Но взгляд Фурмана на Россию, как на часть постсоветского пространства, совсем другой. Российская элита, как интеллектуальная, так и финансовая, как раз очень отчётливо видела перспективу развития государства: отказ от коммунистического опыта, построение федеративного государства, в котором невозможны конфликты между центром и регионами, усиление «полномочий» центра и одновременно «прав» регионов. Такая программа, не оставлявшая места неопределенности, с которой столкнулись бывшие республики, усилила элиту и ослабила оппозицию – никто из элиты не хотел иметь дела с альянсом коммунистических и националистических сил.

В отличие, скажем, от Украины, где оппозиция была необходимым фактором национального самосознания, в России исторически оппозиция проявляла себя только в тех случаях, когда отношения с властью оказывались радикально испорчены, например, при решении «земельного вопроса». В остальных случаях оппозиция, указывая на непродуманность решений власти, предлагала не столько программу действий, сколько «идеалы». Но она пыталась сформировать эти «идеалы» как исходящие от народа, тогда как народные идеалы, как показывал Фурман, возникают на совершенно иных принципах, чем идеалы элиты.

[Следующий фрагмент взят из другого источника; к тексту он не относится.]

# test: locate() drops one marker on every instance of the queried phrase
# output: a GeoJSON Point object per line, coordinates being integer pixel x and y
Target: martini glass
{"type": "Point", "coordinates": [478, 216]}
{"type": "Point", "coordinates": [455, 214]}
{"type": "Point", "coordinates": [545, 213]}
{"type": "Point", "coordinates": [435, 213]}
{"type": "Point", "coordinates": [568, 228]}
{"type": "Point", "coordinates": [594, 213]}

Есть ли какой-то канал, который может соединить исторически обоснованные идеалы элиты и неопределенные чаяния народа? Таким каналом для Фурмана была «свобода совести» не только в конституционном, но и культурном смысле: то исповедание убеждений (религиозных или секулярно-гражданских), которое требует от народа услышать аргументацию элиты, а от элиты – принимать решения не по готовым указаниям и правилам, а по совести.

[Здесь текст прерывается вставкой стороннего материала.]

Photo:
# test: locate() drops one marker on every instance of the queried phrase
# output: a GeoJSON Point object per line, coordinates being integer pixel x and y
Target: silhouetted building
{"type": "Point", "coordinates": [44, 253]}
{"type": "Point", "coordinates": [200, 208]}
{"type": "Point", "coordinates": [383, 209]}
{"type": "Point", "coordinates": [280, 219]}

Мысль выдающегося социолога религии исключительно важна: слишком часто с религиозным фактором связывают традиционализм, практический консерватизм и поддержание косных политико-правовых институтов, и очень редко в религиозной жизни видят ту «свободу совести», которая позволяет примерить на себя положение другого человека.

Благодаря «свободе совести», включающей в себя и важные формы гражданского самосознания, принятие решений в демократическом государстве отвечает не только интересам отдельных групп, но и той тоске по свободе, которая остается даже у самого прагматически мыслящего человека. Именно в этом увеличении степени свободы и рождается настоящая демократия, включающая в себя не только хищную борьбу партий, но и готовность населения услышать свою политическую элиту, и ответить на ее призыв учреждением новых, более справедливых институтов управления.

Вряд ли Фурман будет широко услышан в Азербайджане или Казахстане, озабоченных скорее глобальным экономическим кризисом, чем основаниями своего суверенитета. Но есть надежда, что он будет услышан в России, которая не может до бесконечности определять себя через отношение к ней соседей, или через отвлеченные понятия централизации и децентрализации, через фантомы «официальной политики» и «угрозы распада», но должна как можно скорее вспомнить и о своем реальном состоянии.